Réseaux sociaux : la guerre des algorithmes se révèle (avec humour)
Le vernis craque. Les coulisses des réseaux sociaux, habituellement drapées de promesses de connexion et de Divertissement, se dévoilent dans un sketch hilarant et désopilant de Enchufe.tv. Loin des sourires figés et des filtres impeccables, c'est une réalité grinçante, où les algorithmes règnent en maîtres et les données sont la véritable monnaie d'échange.

Facebook, reine mère des souvenirs familiaux
L'équipe d'Enchufe.tv a frappé fort en incarnant ces géants du web. Facebook, interprété par une adorable dame, est dépeint comme la gardienne des reliques familiales, celle qui partage inlassablement des félicitations d'anniversaire et des citations motivatrices dépassées. Une caricature qui résonne avec une vérité troublante : Facebook est devenu le refuge des générations plus âgées, un écho lointain de son âge d'or.
Pourtant, l'obsession d'Instagram pour les filtres, les poses et les lieux photogéniques est impitoyable. La plateforme, tel un caméléon, imite sans vergogne TikTok, le nouveau leader incontesté, dont la seule logique est la viralité à tout prix. Les jeunes, happés par des défis absurdes, en sont les victimes consentantes.

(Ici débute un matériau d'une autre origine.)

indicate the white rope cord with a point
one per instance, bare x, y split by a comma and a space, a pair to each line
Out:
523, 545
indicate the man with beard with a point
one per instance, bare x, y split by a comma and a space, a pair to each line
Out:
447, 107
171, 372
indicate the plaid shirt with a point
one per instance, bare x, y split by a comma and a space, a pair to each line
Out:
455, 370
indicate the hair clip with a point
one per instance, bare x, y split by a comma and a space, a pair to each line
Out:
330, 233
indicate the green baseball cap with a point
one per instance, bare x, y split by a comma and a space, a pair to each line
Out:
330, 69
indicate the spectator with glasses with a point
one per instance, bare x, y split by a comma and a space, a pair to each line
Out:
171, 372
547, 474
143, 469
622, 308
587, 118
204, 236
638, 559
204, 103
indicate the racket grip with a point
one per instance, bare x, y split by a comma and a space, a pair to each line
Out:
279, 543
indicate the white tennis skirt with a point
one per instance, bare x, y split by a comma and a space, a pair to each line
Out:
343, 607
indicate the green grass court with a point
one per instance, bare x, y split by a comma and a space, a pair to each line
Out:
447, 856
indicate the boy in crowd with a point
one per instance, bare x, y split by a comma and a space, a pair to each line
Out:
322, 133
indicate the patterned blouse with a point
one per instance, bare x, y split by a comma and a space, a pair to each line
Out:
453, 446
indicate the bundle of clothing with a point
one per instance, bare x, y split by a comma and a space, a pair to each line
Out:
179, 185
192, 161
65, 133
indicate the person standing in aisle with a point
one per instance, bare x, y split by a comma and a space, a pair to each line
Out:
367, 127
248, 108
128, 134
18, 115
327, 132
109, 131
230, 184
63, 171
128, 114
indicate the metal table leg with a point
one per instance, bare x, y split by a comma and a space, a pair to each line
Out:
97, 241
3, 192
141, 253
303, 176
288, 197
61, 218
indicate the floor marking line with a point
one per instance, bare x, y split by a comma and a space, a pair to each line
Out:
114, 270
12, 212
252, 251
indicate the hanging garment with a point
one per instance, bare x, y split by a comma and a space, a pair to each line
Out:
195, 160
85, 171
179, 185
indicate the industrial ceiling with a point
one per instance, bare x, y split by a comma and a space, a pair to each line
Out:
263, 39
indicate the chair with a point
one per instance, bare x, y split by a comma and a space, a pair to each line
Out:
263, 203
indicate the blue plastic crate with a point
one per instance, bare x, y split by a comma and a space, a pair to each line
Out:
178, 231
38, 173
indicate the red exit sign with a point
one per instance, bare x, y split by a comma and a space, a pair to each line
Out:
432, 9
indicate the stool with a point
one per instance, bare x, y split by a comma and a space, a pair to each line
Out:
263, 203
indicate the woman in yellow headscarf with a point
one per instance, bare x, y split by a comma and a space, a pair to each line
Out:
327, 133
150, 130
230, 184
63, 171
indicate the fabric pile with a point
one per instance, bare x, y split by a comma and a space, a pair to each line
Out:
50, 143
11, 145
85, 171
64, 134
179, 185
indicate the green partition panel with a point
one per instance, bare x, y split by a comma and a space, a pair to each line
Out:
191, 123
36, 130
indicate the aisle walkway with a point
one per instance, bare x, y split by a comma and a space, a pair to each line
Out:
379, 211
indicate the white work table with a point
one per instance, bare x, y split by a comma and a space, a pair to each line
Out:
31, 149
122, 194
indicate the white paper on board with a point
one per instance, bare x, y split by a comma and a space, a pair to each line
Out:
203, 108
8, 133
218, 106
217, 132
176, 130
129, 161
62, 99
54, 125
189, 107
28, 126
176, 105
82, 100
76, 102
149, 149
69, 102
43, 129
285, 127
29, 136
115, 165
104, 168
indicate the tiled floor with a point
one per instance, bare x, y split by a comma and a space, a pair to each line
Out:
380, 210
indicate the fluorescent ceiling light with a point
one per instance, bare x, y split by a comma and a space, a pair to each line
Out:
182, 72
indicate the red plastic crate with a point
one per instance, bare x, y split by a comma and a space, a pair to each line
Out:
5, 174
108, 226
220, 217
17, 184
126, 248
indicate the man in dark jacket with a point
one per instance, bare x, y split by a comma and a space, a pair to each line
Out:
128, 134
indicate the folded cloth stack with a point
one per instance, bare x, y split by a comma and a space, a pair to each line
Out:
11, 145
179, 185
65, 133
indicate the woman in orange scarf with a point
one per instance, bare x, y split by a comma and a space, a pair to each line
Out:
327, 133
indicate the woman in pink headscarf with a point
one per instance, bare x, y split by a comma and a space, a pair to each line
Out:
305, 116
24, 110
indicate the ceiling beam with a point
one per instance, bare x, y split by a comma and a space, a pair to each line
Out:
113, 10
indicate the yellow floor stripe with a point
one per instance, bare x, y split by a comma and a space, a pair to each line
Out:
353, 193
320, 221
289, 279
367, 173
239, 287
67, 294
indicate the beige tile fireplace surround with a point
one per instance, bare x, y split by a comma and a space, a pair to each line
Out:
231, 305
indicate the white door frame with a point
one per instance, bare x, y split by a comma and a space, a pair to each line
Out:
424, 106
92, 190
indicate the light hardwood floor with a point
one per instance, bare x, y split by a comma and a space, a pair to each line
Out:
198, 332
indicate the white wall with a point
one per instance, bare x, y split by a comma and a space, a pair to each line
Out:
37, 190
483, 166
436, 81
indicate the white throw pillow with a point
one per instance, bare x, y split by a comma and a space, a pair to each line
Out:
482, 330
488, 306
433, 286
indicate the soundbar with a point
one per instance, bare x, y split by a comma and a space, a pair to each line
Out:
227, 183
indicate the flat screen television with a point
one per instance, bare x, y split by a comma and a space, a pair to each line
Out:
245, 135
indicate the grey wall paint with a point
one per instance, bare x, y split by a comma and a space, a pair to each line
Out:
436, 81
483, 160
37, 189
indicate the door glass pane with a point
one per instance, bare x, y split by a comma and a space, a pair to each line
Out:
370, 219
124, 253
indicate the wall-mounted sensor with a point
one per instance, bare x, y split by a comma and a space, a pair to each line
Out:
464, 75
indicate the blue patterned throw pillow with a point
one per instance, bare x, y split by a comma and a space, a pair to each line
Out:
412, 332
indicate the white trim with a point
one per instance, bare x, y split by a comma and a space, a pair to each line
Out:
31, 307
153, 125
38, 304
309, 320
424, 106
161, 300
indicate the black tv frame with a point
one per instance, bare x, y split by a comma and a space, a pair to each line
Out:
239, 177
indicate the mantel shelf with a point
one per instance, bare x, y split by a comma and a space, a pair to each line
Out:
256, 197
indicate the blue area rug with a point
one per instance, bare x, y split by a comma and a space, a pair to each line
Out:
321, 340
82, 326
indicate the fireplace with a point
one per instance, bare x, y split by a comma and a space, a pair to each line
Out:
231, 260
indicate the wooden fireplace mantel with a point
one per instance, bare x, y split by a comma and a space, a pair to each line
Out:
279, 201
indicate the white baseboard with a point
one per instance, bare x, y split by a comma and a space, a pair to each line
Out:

X, autrefois Twitter, s'auto-détruit dans un cycle incessant de polémiques et de « cancel culture ». Le réseau, rongé par un complexe d'identité, est devenu un champ de bataille où l'important est de salir l'adversaire avant même d'avoir pris son café. YouTube, quant à lui, tente maladroitement de se réhabiliter après des années de contenu douteux, invoquant la protection des enfants… un argument qui cache souvent des intérêts commerciaux bien moins nobles.
Mais le plus ironique, c'est que personne ne semble se faire d'illusions. Tous, des plus anciens aux plus récents comme Twitch, admettent, avec plus ou moins de gêne, que l'extraction de données et leur monétisation sont le véritable moteur de ces plateformes. Les utilisateurs, eux, persistent à croire qu'ils sont les seuls à en tirer profit, une illusion savamment entretenue par quelques miettes.
ChatGPT, en tant qu'intelligence artificielle, n'échappe pas à la moquerie. Sa tentative maladroite d'« apporter quelque chose » au débat, accompagnée d'une musique de film d'horreur, souligne l'absurdité de la situation. Car aucune des plateformes présentes à cette « fête » ne soupçonne encore la tempête qui se prépare… une révolution algorithmique qui pourrait bien bouleverser les règles du jeu.